I was thinking of *only* the track pulse and get the PLL locked on
that pulse only, assuming that the stability of the PLL is sufficient
for one revolution. From the N divider is would be easy to get the
sector pulses. So, I cover all the sector slits on the hub of the disk.
But as you said (I did not know that part and did not check on an RK05
pack I have at home), the track pulse is not halfway two sectors.
Some separate binary comparator could check the N divider outputs and
then you simply set a binary number to the comparator when it should
give the track pulse.
- Henk.
-----Original Message-----
From: cctalk-bounces(a)classiccmp.org
[mailto:cctalk-bounces@classiccmp.org]On Behalf Of Paul Koning
Sent: dinsdag 13 juli 2004 16:38
To: cctalk(a)classiccmp.org
Subject: RE: FW: RK05 question
>>>> "Gooijen" == Gooijen H
<Gooijen> writes:
Gooijen> Isn't the track index pulse == the one pulse that is fed to
Gooijen> the PLL phase comparator? That pulse is used to synchronize
Gooijen> the oscillator that must run at 12 (or 16) times the
Gooijen> frequency between 2 sector pulses to generate the (missing)

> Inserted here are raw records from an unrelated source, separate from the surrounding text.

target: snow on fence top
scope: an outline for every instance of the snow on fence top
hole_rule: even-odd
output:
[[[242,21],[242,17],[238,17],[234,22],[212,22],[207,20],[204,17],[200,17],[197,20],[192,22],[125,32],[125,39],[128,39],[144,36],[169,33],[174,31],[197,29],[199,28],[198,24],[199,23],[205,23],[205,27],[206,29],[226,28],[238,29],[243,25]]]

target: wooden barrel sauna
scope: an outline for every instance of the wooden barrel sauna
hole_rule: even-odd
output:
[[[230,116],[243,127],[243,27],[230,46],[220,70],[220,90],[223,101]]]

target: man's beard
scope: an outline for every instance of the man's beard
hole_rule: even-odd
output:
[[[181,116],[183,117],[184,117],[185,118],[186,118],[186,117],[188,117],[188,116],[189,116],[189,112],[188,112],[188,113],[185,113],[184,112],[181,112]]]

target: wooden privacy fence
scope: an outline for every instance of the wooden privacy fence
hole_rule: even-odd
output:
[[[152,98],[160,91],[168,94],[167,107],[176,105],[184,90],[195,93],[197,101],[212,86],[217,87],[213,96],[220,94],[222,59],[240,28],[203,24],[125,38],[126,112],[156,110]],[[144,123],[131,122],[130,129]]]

Gooijen> sector pulses .... or am I mistaken here?
No, what I meant is to derive the 16x sector pulses from the 12x
sector pulses, keeping the track pulse as it is. But either would be
possible.
The track slot is close to the first sector slot (it's not halfway
between sectors). What I don't remember is how close, or whether the
sector slot spacing around the track index is the same as elsewhere,
or different. That would affect the PLL design a lot...
To do this right would require measuring the angular positions of all
the slots on a 12 sector and 16 sector pack, to see just what the
pattern looks like and how to transform one to the other.